Szczodrość Siewcy (14 Ndz A 2011)
by bp Zbigniew Kiernikowski- Opublikowane:9 lipca, 2011
- Komentarze:22 komentarze
- Kategoria:Rozważanie Ewangelii
Perykopa ewangelijna 15 niedzieli jest wzięta z centralnej części Ewangelii wg św. Mateusza. Jest to zbór mów Jezus w przypowieściach. Fragment czytany w tę niedzielę otwiera ten zbiór przypowieści Jezusa o Królestwie Niebieskim. Jest to przypowieść o siewcy, który wyszedł siać.
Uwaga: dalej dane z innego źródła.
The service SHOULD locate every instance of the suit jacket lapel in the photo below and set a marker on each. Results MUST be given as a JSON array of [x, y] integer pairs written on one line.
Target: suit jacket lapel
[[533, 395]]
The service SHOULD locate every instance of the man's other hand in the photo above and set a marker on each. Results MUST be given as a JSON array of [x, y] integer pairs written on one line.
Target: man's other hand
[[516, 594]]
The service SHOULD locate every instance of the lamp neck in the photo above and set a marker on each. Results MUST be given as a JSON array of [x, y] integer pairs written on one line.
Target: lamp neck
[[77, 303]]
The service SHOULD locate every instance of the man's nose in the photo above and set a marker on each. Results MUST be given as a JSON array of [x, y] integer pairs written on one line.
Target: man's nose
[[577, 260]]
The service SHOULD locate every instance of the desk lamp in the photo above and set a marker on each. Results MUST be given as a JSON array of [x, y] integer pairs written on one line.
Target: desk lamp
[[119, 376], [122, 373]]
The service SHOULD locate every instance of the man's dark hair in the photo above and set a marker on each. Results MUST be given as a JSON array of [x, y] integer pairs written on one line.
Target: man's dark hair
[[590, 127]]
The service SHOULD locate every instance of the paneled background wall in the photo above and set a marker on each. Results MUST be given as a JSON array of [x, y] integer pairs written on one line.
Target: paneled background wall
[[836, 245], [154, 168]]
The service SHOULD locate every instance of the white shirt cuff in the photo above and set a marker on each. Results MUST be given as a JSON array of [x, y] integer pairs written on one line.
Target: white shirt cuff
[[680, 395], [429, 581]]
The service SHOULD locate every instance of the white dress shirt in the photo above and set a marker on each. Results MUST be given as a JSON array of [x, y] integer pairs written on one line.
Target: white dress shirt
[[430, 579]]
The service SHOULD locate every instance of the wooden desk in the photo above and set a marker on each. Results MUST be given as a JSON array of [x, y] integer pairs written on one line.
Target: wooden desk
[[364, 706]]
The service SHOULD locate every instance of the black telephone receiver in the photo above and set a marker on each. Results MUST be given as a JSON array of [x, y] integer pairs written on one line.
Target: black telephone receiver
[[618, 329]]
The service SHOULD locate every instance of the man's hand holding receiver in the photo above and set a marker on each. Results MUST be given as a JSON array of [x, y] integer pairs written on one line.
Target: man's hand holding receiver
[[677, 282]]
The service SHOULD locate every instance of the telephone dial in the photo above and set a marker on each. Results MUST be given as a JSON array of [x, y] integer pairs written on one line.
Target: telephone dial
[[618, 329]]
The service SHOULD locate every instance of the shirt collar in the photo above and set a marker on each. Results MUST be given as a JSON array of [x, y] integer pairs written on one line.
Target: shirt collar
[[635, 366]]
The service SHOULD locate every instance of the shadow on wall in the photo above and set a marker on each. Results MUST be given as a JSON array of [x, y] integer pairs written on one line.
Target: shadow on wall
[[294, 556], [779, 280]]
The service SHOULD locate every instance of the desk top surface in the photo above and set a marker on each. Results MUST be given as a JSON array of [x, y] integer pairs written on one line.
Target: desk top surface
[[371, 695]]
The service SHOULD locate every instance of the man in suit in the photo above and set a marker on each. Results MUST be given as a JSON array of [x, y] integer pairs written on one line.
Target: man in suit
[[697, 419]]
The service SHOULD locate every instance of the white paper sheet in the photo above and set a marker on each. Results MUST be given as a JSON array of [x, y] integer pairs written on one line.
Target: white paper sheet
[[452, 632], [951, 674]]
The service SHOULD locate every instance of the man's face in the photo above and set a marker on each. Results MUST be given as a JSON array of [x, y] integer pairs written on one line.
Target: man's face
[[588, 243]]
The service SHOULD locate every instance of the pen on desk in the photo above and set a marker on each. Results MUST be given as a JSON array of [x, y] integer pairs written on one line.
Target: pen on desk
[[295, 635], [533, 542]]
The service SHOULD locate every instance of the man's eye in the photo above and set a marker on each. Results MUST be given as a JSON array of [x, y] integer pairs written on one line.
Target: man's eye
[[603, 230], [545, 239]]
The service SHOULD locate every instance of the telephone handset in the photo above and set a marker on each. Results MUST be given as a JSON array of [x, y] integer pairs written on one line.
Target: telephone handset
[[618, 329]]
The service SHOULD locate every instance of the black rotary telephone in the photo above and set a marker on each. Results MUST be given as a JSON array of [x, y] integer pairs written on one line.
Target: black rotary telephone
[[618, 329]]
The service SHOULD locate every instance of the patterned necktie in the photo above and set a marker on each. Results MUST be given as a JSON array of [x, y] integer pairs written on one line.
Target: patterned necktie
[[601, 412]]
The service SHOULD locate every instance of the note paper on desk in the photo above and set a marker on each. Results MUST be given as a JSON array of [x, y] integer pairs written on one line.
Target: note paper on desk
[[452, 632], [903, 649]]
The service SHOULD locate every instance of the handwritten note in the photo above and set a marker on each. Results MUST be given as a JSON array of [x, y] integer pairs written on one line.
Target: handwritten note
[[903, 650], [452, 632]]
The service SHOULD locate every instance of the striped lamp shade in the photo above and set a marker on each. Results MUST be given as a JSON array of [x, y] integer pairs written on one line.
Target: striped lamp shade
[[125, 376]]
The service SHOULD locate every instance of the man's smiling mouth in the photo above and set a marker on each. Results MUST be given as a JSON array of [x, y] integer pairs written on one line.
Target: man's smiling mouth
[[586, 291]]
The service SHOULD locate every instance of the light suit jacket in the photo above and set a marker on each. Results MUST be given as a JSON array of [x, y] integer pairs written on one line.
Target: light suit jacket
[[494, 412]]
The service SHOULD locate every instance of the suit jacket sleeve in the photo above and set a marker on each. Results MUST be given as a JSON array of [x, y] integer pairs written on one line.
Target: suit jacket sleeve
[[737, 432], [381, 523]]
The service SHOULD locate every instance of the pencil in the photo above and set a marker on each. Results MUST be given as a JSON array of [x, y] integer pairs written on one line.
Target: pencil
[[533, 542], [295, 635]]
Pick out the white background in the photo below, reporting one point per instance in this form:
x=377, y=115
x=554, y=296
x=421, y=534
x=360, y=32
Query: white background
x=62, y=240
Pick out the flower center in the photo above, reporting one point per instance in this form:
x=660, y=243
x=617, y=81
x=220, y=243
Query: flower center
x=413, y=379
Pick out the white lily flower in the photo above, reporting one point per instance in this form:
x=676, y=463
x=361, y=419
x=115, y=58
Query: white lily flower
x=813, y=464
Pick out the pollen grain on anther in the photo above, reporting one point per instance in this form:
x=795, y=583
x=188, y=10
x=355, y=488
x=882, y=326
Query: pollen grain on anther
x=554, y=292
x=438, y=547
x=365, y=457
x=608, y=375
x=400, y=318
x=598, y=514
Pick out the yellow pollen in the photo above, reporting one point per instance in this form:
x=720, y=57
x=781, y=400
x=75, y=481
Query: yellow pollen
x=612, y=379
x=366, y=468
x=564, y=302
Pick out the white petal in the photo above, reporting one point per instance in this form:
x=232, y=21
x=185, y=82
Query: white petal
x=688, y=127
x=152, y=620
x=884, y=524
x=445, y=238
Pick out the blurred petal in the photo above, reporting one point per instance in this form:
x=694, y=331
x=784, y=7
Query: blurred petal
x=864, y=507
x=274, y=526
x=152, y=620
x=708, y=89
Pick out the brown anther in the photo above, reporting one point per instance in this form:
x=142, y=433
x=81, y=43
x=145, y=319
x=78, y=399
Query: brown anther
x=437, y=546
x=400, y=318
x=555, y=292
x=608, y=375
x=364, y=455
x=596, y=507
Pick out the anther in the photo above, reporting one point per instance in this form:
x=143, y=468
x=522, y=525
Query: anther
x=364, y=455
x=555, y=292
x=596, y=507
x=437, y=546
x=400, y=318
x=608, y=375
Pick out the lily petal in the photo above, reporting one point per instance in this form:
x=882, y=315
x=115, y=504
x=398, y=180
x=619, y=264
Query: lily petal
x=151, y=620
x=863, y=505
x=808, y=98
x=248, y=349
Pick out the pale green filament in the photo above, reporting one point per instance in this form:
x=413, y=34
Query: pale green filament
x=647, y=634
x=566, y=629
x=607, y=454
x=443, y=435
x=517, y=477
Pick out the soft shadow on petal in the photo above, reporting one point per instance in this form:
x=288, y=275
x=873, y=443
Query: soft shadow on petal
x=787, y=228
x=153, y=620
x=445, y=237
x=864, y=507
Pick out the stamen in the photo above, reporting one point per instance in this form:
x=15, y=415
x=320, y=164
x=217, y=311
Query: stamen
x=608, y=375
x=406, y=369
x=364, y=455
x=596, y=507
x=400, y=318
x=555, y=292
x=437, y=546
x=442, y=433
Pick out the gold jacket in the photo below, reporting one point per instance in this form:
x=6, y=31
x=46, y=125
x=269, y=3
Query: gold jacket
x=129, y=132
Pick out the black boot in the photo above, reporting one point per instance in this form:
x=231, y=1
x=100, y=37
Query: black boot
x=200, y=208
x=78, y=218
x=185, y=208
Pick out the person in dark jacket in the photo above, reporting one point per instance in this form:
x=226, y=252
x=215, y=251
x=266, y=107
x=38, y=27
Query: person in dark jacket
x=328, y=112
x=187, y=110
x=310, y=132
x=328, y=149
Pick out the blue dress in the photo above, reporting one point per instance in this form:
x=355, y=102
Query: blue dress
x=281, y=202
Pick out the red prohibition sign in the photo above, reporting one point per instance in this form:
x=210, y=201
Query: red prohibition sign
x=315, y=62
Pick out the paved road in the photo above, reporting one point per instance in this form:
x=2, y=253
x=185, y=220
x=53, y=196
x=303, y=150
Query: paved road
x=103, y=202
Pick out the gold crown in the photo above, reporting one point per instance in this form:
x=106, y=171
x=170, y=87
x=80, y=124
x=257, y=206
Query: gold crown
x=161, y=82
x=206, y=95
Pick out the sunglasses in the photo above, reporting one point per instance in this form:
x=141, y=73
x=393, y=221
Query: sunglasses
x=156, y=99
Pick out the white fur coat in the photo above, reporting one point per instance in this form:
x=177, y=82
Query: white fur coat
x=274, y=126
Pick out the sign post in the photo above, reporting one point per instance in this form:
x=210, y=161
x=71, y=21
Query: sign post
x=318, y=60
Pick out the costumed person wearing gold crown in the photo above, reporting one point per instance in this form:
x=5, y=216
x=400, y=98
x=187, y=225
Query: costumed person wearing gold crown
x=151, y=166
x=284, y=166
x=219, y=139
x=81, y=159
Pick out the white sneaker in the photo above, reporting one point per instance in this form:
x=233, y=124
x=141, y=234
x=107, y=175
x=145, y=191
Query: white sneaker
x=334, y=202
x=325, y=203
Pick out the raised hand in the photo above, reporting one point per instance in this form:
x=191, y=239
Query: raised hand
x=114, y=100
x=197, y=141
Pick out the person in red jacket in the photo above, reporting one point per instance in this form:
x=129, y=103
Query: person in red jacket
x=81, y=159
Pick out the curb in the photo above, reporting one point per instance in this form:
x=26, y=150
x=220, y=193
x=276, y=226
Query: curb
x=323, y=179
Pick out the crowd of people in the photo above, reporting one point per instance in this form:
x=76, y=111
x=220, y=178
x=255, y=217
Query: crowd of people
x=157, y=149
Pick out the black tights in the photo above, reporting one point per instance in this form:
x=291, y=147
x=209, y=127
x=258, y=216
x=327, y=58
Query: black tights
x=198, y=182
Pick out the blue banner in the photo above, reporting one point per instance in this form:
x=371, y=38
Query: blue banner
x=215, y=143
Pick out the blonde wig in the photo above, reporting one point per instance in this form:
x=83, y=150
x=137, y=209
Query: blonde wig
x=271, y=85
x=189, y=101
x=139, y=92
W tym rozważaniu chcę zwrócić uwag na pewien szczegół, który może nie jest wprost zamierzony jako główny i ważny, ale który może mieć duże znaczenie w interpretacji nie tylko tych przypowieści, ale całego przesłania ewangelijnego a przede wszystkim w rozumieniu głoszenia słowa Bożego. Jezus rozpoczyna przypowieść tak po prostu:
Oto siewca wyszedł siać.
A gdy siał, niektóre ziarna padły na drogę,
nadleciały ptaki i wydziobały je.
Inne padły na miejsca skaliste, gdzie niewiele miały ziemi;
i wnet powschodziły, bo gleba nie była głęboka (…)
i dalej następne przykłady (Mt 13,3-8).
Pierwsza rzecz, na którą, moim zdaniem, trzeba zwrócić uwagę, to fakt, że siewca nie wyszedł na pole, aby je zasiać czy obsiać, lecz wyszedł, aby siać. Nie jest więc na pierwszym miejscu postawione jako celowe to, że trzeba jakieś pole obsiać czy je zasiać, lecz jest to, że siewca wyszedł, aby siać.
1. Chodziło o zasianie (obsianie) określonego pola, czy o sianie ziarna?
Jest to pewne jakby uderzenie naszej ukierunkowanej na „celowość” mentalności. My robimy coś, aby doprowadzić do przewidzianego czy oczekiwanego przez nas rezultatu. Po prostu coś chcemy zrobić i coś osiągnąć. Czytaj więcej…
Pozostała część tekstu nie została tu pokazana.